Until now, I’ve tried my hardest not to show too much of myself, avoiding opening with, ‘Oh by the way I have anxiety and sometimes I get really depressed and I might overthink everything you say and be paranoid and worried you’re dead when you don’t reply and then panic when you don’t constantly reassure me.’

I tend to overthink, to play out situations in my head before they have happened and to create scenarios in my mind where I always come off worst; in the dating world this isn’t exactly ideal.

Luckily, I have learnt so much from dating and reflecting that that’s not me anymore, but I do get it. I promise, it doesn’t have to be like that.

The aftermath

The aftermath can be exciting, full of butterflies in your stomach; it can also be the worst – Why haven’t they text me? You have to realistically ask yourself what the date was like; if your anxiety is exacerbated then you have to judge whether this person is right for you. A natural, mutual like will lead somewhere – they will be as in to it as you. I have had many a guy message me loads after a first date, maybe a second and third date and then NOTHING. When questioned if they wanted to see me again they said yeah, then NOTHING. Do I need this in my life? Do I even need this from people I’m not dating when I know my brain is sensitive? No.

Something didn’t work out recently and I haven’t been bothered, my head hasn’t even given it a second thought, and do you know why? Because the person was honest. 

In dating, it’s important to be honest with yourself too – is this person building you up or kicking you when you’re down? They can be the hardest to get over, the ones that do the latter. Those that manipulate, or string you along, or encourage you to live a lie where you thought they genuinely cared for you. They don’t deserve you. They feed on your anxiety and trust me you feed on that enough without someone else doing it too.

Have they been honest with you? If not, why? To cover up their guilt? To make you feel insecure? To lead you to a 6-year relationship or a second date? What’s the difference? You and your mental health deserve more.

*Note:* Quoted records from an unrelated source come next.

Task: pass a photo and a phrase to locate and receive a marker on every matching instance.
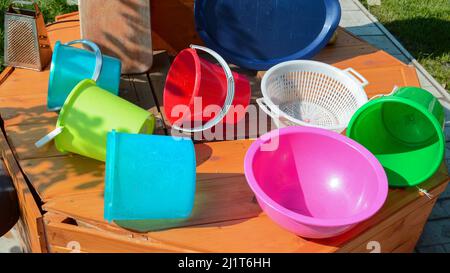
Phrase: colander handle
(98, 55)
(263, 105)
(49, 137)
(358, 77)
(228, 100)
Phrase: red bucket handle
(228, 100)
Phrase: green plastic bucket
(88, 114)
(405, 132)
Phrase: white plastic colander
(313, 94)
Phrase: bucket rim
(438, 128)
(360, 95)
(375, 206)
(198, 75)
(52, 72)
(74, 94)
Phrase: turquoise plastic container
(149, 177)
(71, 65)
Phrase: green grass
(50, 8)
(423, 27)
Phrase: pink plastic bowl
(316, 183)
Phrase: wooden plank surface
(226, 216)
(30, 215)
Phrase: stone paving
(356, 19)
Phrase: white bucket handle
(263, 105)
(98, 55)
(228, 100)
(49, 137)
(355, 75)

My tips for the dating with anxiety:

  • Were you okay before you met someone? Yes. And you will continue to be okay I promise.
  • If he/she lets you down or it doesn’t work out. It’s NOT personal. It is no reflection on you or your personality, it’s a mismatch. Have you liked everyone you have ever met? I doubt it.
  • Don’t expect anything. Expect average. Anything better is a bonus and you can build on it.
  • Don’t do anything you don’t want to. If you feel so anxious you can’t go. Don’t go.
  • Anyone that judges you isn’t worth your time anyway.
  • You need someone to build you up not kick you down.
  • Life is so much more than dating.
  • Make your apologies and leave if you have to – don’t waste money and time.
  • No one is their ‘true self’ on a first date – they will be as nervous as you.

I have been on dates that have given me amazing stories to tell; I have been on dates that have left me sobbing in bed wondering what on earth is wrong me; I have been in long, serious relationships that have done exactly the same. But I see no difference in my strength to get back up and keep trying.

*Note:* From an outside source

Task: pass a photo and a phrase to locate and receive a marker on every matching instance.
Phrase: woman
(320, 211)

Know your worth. Someone should enhance your personality, make you laugh harder, make you proud to be who you are and not be dismissive of your anxieties. Whether you’re on a first date or a second or third or fourth or fifth you should be building your self-esteem and confidence every time. 

I have taken a break from dating for a little while now to work on myself – to try and be what I know I can be, to be the best version of myself for myself so I can be the worst version of myself around someone else and they will not put me down for it. I have cut people off who make me feel insecure, self-conscious and make me feel like I have to act different. Even if they want a second date and they made you feel like this – are they who you really need?

Dating should be fun. And if it’s not, maybe you need a little more time to work on yourself. And that is totally okay. Being with someone is bottom of my list of things that matter. I am shown love every day and when someone fits into my life they are more than welcome; but until then my anxiety is so much more important.